Il tema del potere. Ed è vero altresì del tema del potere. L'angoscia e la solitudine, la disperazione e la follia, il senso del vuoto, dell'illusorietà, della precarietà della vita, tutto ciò che lacera la nostra coscienza e tutti i segni delle nostre contraddizioni, nevrosi e paure, trovano nel Re Lear una drammatica lancinante prefigurazione, efficace e dolorosa, in quanto espressa in un linguaggio molto vicino a quello della drammaturgia contemporanea.
Se nel Re Lear c'è una desolazione e una angoscia in cui l'uomo in assoluto può riconoscere la propria e l'uomo del nostro tempo un'immagine della propria condizione c'è anche il riconoscimento di alcuni fondamentali valori che possano dare un senso, una ragione, alla vita.

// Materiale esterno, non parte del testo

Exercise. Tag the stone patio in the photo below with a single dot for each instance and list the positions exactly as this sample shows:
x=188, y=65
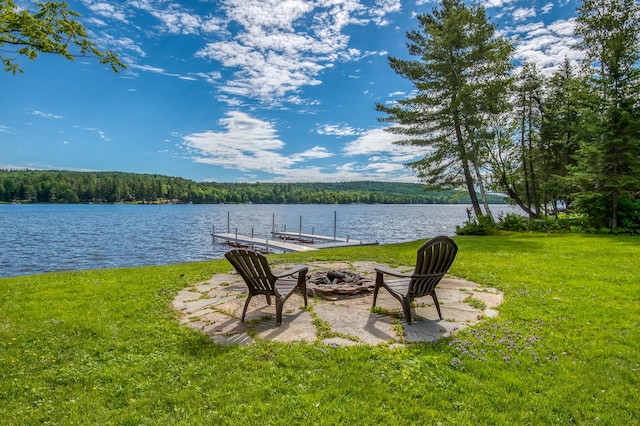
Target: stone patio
x=214, y=307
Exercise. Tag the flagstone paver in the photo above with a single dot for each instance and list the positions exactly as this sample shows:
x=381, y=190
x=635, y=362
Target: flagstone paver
x=214, y=307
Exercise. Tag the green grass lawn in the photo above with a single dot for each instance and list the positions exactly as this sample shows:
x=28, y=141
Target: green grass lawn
x=104, y=347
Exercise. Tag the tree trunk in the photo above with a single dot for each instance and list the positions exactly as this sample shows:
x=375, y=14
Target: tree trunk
x=465, y=167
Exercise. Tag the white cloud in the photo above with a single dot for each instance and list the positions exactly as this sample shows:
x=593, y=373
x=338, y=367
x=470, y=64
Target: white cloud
x=46, y=114
x=106, y=10
x=338, y=130
x=495, y=3
x=281, y=46
x=546, y=8
x=546, y=45
x=521, y=13
x=247, y=144
x=252, y=146
x=379, y=144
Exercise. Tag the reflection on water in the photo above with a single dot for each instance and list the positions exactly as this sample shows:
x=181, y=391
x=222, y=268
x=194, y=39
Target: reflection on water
x=41, y=238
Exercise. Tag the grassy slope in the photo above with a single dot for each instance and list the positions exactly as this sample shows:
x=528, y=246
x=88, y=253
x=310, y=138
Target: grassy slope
x=104, y=347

Il tema della maturità. "La maturità è tutto" dice Edgar e la maturità, ripeness, che Lear e Gloucester, Edgar, Kent e Albany, faticosamente conseguono è appunto la capacità di vivere e morire con la consapevolezza che l'esistenza non è, malgrado tutto, il gioco capriccioso degli dei di cui dice Gloucester e nemmeno il "grande palcoscenico di pazzi" evocato da Lear, ma un arduo, lento, doloroso e fin crudele cammino verso una verità che tutto contribuisce a oscurare. Un mondo crolla, qui, ed è il mondo medioevale e, insieme, il sistema ideologico e sociale ad esso legato con cui l'età elisabettiana si era sostenuta per decenni. Ma il Re Lear è anche il treno su cui Shakespeare ridisegna una fisionomia dell'uomo, ritrova un ordine in base al quale vivere e in base al quale costruire una tragedia. E il Re Lear è grande tragedia moderna perché quest'ordine non è fuori o al di sopra dell'uomo e non è un ordine trascendente che è dato acquistare come nel dramma medioevale verso un intervento soprannaturale. Nonostante l'uso frequente di immagini attinte all'esperienza religiosa, quest'ordine è laico, è umano, e l'uomo lo cerca nella propria coscienza e umanità.
Certo, è un ordine fondato su quel dubbio che Amleto scopriva come essenza del vivere: precario, fragile. Ma alcuni valori (come la solidarietà, l'amore e la pietà) si scorgono e vivono, tra le rovine, e alcuni personaggi li hanno riconosciuti e fatti propri, attraverso le proprie stesse colpe ed errori. Il palcoscenico, alla fine, è coperto di cadaveri ma Edgar, il figlio di Gloucester resta sulla scena, accettando il proprio destino, la propria condizione storica. Perché Edgar, estenuato dall'esperienza patita eppure fortificato da essa è appunto l'uomo moderno, consapevole dei propri limiti e della propria fragilità ma anche della possibilità di affrontare la realtà e di agire su di essa. E' il nuovo principe che, reso maturo dal dolore e dalla stessa degradazione, potrà durare un qualche precario equilibrio al "mondo fuor di sesto".